# Nova G3 on sale at KMS



## crquack (Oct 10, 2008)

Heads up to all Canadians: The Nova G3 chuck is on sale at KMS Tools in December for $119.95. This includes a free insert of your choice.


----------



## Glenmore (Sep 10, 2004)

That is a really good price on that chuck. I have a friend that is part of our forum here from England that sent me that chuck for a better price then that all I had to do was buy the insert. I know that I'm a lucky man. But that is a good price when I was looking the chuck was almost 200.00 and the insert alone I got from wood crafter for 34.00 alone.


----------



## nathant (Jul 26, 2010)

lol, think that's a good price? They're on now for $89.95, with insert. Google Nova G3 Chuck. 

(disclosure: I work at KMS)


----------



## crquack (Oct 10, 2008)

Well, make them put it in the flyer! That is seriously good money.
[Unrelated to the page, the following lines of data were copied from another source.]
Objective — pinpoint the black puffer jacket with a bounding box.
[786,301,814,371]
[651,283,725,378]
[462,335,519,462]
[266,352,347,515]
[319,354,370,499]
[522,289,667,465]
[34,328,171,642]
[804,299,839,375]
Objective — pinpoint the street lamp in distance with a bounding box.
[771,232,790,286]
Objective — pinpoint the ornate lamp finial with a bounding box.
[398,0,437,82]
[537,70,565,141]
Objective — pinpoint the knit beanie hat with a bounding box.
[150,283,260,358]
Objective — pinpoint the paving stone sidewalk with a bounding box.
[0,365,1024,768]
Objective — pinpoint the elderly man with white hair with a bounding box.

If one could choose the jaws it comes with I would buy a second one.


----------



## nathant (Jul 26, 2010)

They don't let me play with the flyer... just the interwebz. =) It's "in-store specialed" so I've imported that price to the web too (don't think I can post it though) - kmstools.com/nova-g3-chuck-412


----------



## crquack (Oct 10, 2008)

Are you in the Coquitlam store?


----------



## nathant (Jul 26, 2010)

Yessir. Or more accurately, the head office in Coquitlam - I look after online sales.


----------